Такое кино
Шрифт:
– Нет, ты совсем больной!
– А то бы я тут сидел!
– невозмутимо ответил Туринский и хулигански подмигнул ей.
– Тебя что, насильно держали?
– не унималась Мордвинова.
– Ты понимаешь, что с твоим сердцем опасны такие штучки?
Из-за угла показались какие-то люди.
– Женька, давай двигай за мной!
– он дернул ее за рукав и потащил за собой к зеленым насаждениям, окружавшим кардиологический центр со всех сторон. Пока они пробирались по колючим кустам к лазу в заборе, Женя отчитывала беглеца:
– Ты хоть понимаешь, что делаешь, а? Ты же после инфаркта,
– Жить вообще опасно, - ответил Туринский, деловито высовывая свой внушительный нос из лаза и оглядываясь по сторонам.
Одет он был вполне цивильно: в легкие льняные брюки и серую футболку, на ногах сандалии. Разве что легковато для начала сентября, но в глаза это не бросалось. Худощавый режиссер без труда просочился в дыру, а вот Мордвиновой пришлось попотеть, прежде чем она оказалась по ту сторону забора, на тротуаре.

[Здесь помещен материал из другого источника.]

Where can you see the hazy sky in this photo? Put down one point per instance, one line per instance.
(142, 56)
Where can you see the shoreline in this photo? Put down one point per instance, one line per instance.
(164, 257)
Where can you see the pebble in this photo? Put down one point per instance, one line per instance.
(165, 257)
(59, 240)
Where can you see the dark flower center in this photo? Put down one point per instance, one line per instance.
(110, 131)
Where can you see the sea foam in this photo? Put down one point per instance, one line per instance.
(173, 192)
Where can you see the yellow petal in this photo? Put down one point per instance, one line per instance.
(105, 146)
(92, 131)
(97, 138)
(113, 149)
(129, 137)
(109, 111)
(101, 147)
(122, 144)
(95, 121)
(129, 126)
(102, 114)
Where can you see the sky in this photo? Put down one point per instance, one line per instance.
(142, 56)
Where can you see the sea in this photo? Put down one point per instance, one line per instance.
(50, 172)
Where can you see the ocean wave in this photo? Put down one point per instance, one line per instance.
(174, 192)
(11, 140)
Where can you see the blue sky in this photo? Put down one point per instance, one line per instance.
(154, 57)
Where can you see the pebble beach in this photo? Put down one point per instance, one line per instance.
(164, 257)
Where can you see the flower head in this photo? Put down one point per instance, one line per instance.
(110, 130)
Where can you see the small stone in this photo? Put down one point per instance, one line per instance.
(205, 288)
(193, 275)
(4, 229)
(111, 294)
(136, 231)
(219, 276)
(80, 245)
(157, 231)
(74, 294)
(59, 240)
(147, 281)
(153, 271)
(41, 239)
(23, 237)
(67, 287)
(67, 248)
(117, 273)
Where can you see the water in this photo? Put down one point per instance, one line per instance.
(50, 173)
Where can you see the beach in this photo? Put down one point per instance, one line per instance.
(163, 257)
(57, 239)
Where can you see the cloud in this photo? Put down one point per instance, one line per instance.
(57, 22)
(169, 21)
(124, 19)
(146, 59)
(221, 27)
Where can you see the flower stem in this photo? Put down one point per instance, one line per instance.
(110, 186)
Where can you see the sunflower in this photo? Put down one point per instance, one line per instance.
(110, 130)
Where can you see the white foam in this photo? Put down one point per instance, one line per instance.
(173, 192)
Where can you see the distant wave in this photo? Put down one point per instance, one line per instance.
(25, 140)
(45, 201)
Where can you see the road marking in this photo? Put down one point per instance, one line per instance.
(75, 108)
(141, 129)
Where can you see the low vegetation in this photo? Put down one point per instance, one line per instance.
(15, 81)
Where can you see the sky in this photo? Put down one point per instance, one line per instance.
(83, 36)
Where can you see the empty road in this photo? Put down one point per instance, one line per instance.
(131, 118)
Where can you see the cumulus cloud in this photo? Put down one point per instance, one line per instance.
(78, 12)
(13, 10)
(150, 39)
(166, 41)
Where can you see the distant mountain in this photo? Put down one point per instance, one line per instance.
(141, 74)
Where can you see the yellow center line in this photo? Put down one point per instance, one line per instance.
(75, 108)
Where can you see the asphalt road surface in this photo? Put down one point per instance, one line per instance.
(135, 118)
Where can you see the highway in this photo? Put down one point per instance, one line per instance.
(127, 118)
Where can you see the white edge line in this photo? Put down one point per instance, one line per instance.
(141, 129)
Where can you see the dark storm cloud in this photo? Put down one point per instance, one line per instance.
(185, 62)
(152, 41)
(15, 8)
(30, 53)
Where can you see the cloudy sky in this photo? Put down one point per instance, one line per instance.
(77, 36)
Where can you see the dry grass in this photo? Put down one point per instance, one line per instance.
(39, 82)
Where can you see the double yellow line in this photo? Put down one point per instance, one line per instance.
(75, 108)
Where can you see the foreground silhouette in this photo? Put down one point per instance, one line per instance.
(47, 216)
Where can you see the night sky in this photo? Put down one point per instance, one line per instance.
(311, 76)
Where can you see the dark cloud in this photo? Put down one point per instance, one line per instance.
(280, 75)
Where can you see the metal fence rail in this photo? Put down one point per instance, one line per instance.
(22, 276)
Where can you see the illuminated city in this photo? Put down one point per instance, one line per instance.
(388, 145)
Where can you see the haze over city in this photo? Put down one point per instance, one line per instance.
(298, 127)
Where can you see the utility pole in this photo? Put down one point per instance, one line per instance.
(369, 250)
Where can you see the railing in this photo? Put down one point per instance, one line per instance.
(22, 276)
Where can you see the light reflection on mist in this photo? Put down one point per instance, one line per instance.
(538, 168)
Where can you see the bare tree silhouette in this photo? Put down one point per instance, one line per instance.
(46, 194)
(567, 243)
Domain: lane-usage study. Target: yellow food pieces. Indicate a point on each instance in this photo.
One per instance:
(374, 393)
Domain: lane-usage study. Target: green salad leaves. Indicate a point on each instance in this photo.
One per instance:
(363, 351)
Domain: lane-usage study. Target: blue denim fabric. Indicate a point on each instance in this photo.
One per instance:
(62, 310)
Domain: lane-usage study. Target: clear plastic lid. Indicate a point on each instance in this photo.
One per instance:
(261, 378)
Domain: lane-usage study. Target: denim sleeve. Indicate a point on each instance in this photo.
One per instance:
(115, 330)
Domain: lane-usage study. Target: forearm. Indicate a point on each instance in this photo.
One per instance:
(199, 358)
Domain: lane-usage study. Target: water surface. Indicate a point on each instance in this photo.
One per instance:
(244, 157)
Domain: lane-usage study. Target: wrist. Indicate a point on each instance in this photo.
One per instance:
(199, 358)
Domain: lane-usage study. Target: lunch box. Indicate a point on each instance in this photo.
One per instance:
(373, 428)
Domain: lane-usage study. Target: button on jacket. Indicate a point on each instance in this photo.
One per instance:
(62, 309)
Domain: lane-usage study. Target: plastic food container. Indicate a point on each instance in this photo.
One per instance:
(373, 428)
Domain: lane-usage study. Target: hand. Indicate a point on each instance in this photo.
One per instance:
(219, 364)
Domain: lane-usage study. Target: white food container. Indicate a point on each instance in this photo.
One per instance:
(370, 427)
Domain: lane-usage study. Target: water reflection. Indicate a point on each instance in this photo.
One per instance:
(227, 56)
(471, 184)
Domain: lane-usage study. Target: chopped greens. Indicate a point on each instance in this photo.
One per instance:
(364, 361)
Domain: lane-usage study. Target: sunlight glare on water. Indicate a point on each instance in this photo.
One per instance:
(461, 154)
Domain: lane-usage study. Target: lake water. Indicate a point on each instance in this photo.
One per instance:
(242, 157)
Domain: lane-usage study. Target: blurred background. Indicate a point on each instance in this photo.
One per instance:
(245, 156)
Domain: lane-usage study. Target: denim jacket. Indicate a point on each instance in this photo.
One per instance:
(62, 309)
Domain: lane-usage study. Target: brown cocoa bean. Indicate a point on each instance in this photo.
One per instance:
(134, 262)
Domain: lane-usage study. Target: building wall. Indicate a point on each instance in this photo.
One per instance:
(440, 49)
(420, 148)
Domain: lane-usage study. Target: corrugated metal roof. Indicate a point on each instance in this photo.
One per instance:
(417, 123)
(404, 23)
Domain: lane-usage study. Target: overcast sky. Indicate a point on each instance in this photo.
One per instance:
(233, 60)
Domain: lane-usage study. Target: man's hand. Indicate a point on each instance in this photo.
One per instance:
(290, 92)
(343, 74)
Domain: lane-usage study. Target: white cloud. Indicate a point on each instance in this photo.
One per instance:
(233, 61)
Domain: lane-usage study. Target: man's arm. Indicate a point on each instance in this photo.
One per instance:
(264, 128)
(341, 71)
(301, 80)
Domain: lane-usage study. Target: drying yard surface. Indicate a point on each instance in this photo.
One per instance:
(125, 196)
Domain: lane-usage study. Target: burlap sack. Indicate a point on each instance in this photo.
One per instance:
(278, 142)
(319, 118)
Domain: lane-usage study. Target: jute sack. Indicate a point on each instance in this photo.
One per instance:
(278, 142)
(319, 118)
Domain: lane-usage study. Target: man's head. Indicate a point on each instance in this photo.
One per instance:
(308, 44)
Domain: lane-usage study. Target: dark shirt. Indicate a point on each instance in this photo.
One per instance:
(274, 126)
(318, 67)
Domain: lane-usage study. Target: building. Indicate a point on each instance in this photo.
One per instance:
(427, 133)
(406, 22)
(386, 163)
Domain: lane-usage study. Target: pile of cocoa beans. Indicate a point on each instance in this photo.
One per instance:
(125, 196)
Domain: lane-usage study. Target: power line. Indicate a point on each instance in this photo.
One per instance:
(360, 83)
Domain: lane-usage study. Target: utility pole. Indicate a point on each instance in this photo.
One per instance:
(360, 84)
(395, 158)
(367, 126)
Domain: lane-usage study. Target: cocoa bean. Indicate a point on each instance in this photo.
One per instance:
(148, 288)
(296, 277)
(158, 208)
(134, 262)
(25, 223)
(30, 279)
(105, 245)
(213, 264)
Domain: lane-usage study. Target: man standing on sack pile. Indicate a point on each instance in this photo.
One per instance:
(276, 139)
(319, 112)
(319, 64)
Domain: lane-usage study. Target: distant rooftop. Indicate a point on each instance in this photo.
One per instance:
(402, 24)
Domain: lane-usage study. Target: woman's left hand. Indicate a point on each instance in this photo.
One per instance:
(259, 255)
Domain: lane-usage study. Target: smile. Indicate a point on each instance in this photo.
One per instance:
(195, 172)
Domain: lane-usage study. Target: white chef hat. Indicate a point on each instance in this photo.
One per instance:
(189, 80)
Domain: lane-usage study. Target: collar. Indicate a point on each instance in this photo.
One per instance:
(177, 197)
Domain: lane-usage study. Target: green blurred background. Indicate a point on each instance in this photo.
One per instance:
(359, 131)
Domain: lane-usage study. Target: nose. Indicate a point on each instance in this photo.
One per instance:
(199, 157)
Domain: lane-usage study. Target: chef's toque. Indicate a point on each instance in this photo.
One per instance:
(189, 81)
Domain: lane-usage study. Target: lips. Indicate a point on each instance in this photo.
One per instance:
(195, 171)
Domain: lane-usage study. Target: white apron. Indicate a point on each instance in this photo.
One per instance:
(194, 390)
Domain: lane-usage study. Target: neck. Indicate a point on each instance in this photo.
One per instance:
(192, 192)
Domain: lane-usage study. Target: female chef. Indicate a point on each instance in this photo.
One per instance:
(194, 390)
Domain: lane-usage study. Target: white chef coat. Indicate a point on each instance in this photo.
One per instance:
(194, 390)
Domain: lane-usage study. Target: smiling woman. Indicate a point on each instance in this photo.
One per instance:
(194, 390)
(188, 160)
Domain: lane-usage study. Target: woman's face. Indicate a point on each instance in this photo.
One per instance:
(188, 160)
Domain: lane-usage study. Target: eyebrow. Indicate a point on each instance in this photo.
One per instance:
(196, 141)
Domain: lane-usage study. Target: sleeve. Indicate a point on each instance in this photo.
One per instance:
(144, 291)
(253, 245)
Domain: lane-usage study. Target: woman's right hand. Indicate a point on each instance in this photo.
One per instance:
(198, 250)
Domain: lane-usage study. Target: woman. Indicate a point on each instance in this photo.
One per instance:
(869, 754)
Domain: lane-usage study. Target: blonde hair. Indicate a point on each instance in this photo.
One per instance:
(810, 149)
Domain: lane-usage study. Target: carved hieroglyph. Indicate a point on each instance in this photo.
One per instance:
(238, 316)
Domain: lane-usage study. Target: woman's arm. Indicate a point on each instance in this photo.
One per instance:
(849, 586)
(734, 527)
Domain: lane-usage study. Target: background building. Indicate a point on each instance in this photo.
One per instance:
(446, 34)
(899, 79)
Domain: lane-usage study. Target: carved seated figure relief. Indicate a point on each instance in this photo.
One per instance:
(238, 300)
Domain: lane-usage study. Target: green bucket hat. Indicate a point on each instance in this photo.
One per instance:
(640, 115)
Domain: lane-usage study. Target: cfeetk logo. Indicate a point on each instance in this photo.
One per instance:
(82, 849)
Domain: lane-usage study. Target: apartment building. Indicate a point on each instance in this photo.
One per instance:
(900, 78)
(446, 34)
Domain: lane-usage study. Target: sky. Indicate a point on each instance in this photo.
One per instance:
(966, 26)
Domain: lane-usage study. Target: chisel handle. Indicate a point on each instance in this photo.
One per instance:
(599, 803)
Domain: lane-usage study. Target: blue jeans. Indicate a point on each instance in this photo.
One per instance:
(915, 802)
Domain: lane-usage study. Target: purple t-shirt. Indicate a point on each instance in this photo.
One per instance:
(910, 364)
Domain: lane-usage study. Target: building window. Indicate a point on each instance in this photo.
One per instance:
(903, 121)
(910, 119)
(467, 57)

– Ну, Женька, раздобрела на покое! Но ничего, я тебя теперь погоняю, - посмеивался Туринский, глядя, как она поправляет одежду и волосы.
– Еще издеваешься, граф Монте-Кристо хренов, - огрызнулась Женя.
– У меня жилетка толстая.
– Жилетка!
– фыркнул режиссер и направился к проезжей части.
Он поднял руку, останавливая машину. Попался частник, плохо говорящий по-русски.
– Прости, брат, - сказал Туринский.
– Тебе не подойдет наш маршрут, заблудишься.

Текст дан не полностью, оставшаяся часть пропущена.